Each year that I have lived in Newfoundland I have been acutely aware of seasonal changes, and with this the change in some persons’ patterns of interaction. The days get darker, some neighbours become unreachable. Ministry in parish life becomes harder to maintain as individuals drop off the radar, are unavailable for activities, and avoid encounters with community. At first I was deeply troubled by this, thinking that all others should have the same perspective as I have. My perspective being, if I can keep going, keep interacting, continue to face and interrelate with the world in darkness and light, so should all others. I was then reminded that I may be fine in this aspect of life, but not necessarily in all others.

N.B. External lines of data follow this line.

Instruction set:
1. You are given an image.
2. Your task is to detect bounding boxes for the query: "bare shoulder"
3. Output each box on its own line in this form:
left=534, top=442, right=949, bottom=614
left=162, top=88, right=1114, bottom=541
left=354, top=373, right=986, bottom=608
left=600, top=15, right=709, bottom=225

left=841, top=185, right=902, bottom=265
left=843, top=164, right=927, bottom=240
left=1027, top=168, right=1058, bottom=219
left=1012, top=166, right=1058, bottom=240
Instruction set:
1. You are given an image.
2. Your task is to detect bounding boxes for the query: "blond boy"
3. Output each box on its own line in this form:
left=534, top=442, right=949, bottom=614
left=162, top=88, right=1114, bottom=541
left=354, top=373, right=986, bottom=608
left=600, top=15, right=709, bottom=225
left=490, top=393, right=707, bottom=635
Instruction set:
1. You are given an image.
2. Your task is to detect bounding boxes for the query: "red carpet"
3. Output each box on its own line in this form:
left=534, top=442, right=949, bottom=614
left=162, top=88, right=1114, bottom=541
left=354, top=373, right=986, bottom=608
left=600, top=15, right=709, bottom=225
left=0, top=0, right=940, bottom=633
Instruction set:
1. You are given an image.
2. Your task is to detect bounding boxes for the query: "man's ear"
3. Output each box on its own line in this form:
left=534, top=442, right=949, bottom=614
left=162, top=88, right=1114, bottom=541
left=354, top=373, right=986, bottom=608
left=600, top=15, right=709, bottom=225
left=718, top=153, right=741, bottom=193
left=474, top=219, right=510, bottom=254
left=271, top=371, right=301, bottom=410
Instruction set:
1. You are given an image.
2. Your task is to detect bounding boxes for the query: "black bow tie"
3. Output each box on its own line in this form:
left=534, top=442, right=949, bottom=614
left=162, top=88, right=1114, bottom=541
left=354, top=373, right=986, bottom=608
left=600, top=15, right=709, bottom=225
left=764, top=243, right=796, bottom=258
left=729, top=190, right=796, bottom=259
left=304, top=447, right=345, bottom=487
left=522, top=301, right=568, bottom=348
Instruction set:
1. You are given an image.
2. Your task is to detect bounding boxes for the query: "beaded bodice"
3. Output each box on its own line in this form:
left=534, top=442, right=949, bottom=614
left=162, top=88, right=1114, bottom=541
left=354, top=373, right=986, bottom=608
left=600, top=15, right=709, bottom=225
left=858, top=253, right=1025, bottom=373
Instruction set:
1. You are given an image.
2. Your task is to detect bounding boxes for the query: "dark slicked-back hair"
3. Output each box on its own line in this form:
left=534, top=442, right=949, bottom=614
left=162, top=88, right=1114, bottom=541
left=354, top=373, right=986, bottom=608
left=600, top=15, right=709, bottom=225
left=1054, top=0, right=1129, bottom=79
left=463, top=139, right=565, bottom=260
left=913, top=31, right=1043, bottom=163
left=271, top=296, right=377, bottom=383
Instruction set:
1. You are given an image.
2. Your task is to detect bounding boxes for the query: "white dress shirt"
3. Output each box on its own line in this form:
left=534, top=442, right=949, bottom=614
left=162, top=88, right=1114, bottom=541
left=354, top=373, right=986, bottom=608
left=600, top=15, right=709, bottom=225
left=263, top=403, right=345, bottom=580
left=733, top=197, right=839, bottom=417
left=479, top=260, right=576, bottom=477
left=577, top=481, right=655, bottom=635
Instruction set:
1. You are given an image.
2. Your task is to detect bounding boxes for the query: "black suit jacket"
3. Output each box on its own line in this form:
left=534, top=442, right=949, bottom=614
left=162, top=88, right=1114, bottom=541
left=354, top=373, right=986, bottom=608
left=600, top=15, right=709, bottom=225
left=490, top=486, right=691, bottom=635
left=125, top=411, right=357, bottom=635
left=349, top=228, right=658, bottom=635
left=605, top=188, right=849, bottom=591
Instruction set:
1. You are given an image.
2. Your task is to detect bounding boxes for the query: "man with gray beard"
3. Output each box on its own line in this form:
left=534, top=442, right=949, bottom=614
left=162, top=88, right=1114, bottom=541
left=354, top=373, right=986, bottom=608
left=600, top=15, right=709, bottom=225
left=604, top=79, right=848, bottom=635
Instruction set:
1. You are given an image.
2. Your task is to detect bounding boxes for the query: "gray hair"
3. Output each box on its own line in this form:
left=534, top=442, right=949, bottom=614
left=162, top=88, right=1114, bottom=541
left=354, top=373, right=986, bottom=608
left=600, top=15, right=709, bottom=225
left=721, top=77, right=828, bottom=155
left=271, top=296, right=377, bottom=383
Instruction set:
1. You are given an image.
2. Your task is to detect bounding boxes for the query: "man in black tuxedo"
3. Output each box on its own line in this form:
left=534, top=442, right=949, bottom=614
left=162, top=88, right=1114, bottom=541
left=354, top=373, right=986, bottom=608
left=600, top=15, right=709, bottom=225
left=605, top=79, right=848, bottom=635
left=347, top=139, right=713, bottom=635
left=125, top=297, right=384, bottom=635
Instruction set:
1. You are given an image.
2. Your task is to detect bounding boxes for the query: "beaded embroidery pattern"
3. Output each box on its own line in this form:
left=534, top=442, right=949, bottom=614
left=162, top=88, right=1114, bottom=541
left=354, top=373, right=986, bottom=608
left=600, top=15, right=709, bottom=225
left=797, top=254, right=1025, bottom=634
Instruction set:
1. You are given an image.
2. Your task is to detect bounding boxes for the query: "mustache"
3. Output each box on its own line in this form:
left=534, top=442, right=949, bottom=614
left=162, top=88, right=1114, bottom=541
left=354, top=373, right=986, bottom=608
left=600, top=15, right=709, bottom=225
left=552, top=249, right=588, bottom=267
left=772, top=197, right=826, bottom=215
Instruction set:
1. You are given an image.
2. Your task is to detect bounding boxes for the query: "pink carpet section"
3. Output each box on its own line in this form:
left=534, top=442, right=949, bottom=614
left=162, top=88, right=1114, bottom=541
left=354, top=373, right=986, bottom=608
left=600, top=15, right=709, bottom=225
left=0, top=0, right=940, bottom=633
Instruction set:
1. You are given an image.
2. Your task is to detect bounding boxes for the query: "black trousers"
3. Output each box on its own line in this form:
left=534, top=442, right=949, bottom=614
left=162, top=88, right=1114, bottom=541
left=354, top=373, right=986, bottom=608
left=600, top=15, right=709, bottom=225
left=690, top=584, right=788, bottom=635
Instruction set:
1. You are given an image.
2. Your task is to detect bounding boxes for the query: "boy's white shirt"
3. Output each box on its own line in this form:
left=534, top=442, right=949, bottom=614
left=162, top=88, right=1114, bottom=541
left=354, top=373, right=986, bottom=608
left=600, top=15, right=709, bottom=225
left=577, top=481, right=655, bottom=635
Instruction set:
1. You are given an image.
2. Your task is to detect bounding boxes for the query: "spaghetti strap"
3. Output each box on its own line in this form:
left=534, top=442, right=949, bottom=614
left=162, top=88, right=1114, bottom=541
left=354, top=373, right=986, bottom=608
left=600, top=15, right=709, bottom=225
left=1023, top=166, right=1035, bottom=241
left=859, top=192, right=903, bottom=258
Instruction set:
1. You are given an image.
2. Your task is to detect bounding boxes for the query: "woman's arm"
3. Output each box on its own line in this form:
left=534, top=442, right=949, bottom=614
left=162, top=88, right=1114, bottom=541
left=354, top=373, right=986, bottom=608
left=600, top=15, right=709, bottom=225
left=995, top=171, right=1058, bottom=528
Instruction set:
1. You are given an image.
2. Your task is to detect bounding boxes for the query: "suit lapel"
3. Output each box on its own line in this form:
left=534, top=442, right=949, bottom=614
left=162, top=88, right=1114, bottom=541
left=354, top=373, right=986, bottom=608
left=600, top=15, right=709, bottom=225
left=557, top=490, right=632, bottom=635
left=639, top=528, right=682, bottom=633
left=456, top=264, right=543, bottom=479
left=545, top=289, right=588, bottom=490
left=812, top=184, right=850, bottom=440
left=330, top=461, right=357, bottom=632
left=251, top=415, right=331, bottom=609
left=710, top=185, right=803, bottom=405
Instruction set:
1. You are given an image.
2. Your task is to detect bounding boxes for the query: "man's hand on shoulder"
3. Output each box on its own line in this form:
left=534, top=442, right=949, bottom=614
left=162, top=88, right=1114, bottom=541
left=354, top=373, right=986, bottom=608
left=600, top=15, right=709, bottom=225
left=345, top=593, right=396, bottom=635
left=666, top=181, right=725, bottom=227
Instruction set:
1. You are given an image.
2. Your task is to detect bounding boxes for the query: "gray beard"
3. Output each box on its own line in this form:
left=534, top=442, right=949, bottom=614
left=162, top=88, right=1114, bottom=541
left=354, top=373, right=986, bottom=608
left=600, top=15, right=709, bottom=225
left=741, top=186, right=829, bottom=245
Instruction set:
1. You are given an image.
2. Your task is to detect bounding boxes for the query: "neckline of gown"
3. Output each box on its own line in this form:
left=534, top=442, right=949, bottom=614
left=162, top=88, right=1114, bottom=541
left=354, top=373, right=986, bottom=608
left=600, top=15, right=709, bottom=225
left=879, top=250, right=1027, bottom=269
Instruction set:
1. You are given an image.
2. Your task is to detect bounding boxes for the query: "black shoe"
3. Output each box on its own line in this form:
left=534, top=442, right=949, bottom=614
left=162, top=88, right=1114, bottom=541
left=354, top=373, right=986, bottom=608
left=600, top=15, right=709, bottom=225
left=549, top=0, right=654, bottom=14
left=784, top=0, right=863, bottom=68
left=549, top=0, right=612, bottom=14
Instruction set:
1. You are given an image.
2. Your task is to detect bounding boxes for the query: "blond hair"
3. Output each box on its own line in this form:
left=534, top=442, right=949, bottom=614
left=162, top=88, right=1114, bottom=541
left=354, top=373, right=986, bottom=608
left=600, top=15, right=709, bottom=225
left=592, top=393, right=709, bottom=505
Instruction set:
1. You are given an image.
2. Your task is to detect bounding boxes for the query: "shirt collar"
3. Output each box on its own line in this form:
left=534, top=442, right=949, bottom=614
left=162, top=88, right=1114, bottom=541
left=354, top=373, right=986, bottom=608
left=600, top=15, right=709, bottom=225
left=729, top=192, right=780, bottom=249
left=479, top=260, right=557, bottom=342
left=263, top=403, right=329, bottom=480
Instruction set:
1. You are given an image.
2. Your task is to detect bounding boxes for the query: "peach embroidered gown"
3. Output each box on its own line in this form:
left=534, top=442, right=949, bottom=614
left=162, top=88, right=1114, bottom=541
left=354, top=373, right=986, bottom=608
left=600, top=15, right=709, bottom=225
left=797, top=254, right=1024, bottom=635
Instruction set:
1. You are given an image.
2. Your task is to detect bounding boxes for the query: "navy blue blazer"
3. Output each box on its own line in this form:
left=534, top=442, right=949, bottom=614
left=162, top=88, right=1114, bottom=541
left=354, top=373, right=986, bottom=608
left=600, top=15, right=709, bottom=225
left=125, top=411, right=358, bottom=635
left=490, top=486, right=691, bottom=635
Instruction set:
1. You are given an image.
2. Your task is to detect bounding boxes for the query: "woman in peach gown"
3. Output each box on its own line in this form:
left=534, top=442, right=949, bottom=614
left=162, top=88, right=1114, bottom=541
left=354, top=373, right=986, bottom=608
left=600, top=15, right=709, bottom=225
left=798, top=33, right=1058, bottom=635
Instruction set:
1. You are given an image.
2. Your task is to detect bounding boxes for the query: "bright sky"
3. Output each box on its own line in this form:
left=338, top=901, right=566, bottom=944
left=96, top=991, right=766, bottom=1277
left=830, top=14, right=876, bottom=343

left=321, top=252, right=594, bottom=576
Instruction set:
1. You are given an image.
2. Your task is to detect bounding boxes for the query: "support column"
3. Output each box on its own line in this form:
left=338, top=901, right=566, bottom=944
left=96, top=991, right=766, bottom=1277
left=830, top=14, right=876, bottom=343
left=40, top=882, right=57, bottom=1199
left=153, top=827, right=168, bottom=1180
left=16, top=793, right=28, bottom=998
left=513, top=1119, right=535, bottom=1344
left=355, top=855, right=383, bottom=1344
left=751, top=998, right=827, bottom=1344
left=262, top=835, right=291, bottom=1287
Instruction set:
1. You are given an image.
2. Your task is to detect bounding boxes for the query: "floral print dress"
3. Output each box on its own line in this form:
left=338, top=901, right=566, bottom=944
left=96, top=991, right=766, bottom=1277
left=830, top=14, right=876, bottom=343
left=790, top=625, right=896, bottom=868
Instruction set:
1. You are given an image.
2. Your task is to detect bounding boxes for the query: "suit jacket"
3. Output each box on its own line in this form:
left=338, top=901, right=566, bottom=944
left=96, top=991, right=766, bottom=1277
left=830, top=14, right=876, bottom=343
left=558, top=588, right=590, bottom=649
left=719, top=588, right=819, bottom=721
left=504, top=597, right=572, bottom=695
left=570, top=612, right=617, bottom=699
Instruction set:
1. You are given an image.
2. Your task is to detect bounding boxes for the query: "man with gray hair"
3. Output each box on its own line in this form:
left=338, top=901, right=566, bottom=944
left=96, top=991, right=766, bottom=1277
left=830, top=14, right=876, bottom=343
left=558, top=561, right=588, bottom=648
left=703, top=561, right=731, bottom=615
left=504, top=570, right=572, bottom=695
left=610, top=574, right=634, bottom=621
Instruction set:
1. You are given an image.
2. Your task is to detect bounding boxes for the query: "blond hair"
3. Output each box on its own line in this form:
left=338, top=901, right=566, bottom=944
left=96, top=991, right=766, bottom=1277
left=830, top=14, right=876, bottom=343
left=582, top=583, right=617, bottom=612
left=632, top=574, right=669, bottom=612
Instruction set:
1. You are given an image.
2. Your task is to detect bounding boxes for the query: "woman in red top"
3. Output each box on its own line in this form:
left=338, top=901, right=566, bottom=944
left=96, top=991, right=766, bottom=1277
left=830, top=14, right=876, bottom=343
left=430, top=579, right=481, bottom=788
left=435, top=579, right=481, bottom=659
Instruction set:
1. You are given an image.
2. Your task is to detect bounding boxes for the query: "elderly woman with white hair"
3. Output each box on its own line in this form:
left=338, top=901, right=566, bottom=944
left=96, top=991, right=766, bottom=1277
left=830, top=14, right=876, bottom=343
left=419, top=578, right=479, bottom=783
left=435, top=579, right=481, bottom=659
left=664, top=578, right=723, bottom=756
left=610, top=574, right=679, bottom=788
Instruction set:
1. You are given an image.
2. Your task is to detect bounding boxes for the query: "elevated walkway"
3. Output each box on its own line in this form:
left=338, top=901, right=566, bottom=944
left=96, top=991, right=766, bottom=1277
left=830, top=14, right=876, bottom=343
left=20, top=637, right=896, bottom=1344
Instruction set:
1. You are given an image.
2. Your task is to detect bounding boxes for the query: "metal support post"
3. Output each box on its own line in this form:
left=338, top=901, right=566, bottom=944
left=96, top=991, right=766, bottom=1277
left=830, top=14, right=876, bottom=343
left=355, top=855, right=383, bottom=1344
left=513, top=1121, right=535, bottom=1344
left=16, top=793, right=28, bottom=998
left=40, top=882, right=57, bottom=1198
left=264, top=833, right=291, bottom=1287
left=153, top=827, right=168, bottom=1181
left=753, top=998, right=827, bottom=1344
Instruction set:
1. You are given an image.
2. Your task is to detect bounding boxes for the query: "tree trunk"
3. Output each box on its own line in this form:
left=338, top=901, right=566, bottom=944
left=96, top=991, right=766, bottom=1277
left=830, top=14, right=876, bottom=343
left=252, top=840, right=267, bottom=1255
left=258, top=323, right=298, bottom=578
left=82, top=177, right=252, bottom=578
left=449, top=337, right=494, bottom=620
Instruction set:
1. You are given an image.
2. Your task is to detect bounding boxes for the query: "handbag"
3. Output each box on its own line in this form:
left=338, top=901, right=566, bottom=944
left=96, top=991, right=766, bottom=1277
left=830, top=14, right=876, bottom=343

I am an amateur cyclist – my idea of an ideal bike ride starts at 30km and onward. I like a good hill to challenge me, and I don’t mind changing weather conditions. Most often I cycle alone, as there are few in my circle of friends who share this passion. In the ocean, however, in fact, in all water, I am at a disadvantage. I swim when I have to, and for me it is always a bit of a struggle and requires deep concentration. I dislike swimming, and at times I feel as though my body will not be able to support the challenge before me. I face sensations of drowning, and when swimming long distances I often consider the inner struggle that I have to overcome just to get to my destination. Perhaps seasonal affective disorder is in this magnitude. Persons may feel the weight of weather, darkness, and lack of mobility during winter, and feel as if there is no way to continue.
Even the most basic of web searches provides much information, which is a necessity if we are called to be an understanding, caring community of believers. Literature defines Seasonal Affective Disorder (SAD) as a type of depression that seems to be related to the amount of daylight to which people are exposed. For many people it tends to be worse in the fall or winter, comparable to an extreme form of the “winter blahs.” Some people, however, experience symptoms in the late spring or early summer. Seasonal Affective Disorder is suggested to be present with between 3 and 15% of the Canadian population. (http://bodyandhealth.canada.com)
Living in this province has its challenges, and in ministry one of the challenges faced is incorporating those who are shaped by seasonal affective disorder. I cannot diminish the requests of an individual to be involved in a ministry project just in the fair seasons; I must incorporate them into the church family, and rejoice in their presence and commitment. In the foul seasons, I must be caring in their absence from the body, I must be prayerful, interact in the ways they permit me, and above all emulate love. They cannot be excluded from the life and ministry of the church just because their situation is not understood. So often in my interactions in Christian community I see many dismissed because they may not be ‘up for the job,’ or because they ‘lack consistency and reliability.’
I recognize that in the church we are trying our best to respond to the call of God to serve and proclaim God’s love in a broken world. I believe in Christian community we fail to do so when we diminish or dismiss parts of the body because of illness, absence, or struggle. We strive for success not recognizing that God calls us into a diverse community that has its own struggles. We yearn for perfection and many times mistakenly dismiss the SAD when we are called to come alongside all and partner with them in a common baptismal ministry.